Cornelius B. Campbell was born on October 4, 1818, in Henniker, New Hampshire, to Hezekiah and Rebecca Campbell. His father was a shoemaker. He attended school in Vermont before enrolling at the Oneida Institute in Whitesboro, New York. By the late 1840s, he was working as a Congregational minister.
He moved to Low Moor, Iowa, in the 1850s, and he married Phebe Thomas. By 1860, they owned $750 of real estate and $1,400 of personal property. According to an early biographer, they “made their home one of the stations on the Underground Railroad, receiving, secreting and forwarding fugitive slaves along the line.” He worked closely with fellow conductor George W. Weston, and he helped raise Weston’s two children after Weston and his wife died. He supported the Union war effort, declaring in June 1863 that "'God & Liberty' will triumph & I begin to think sooner than most expect, Copperheadism must go in under."

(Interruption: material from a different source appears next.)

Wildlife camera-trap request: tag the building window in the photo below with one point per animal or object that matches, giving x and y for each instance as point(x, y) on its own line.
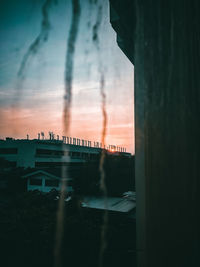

The family moved to Vineland, New Jersey, in the 1860s, and by 1870, he owned $6,000 of real estate and $500 of personal property. He became a prominent member of the community, and he served as president of the Vineland Historical and Antiquarian Society. He also served as secretary of the local Agricultural and Horticultural Society and secretary of the local Industrial College.
He supported the women’s rights movement, and he helped organize the New Jersey State Woman Suffrage Association. At its first meeting in 1867, he declared that “the friends of woman suffrage should vote for no candidate for civil office who will not publicly pledge himself to be practically in favor of the enfranchisement of woman.” He died on May 6, 1889, in Landis, New Jersey.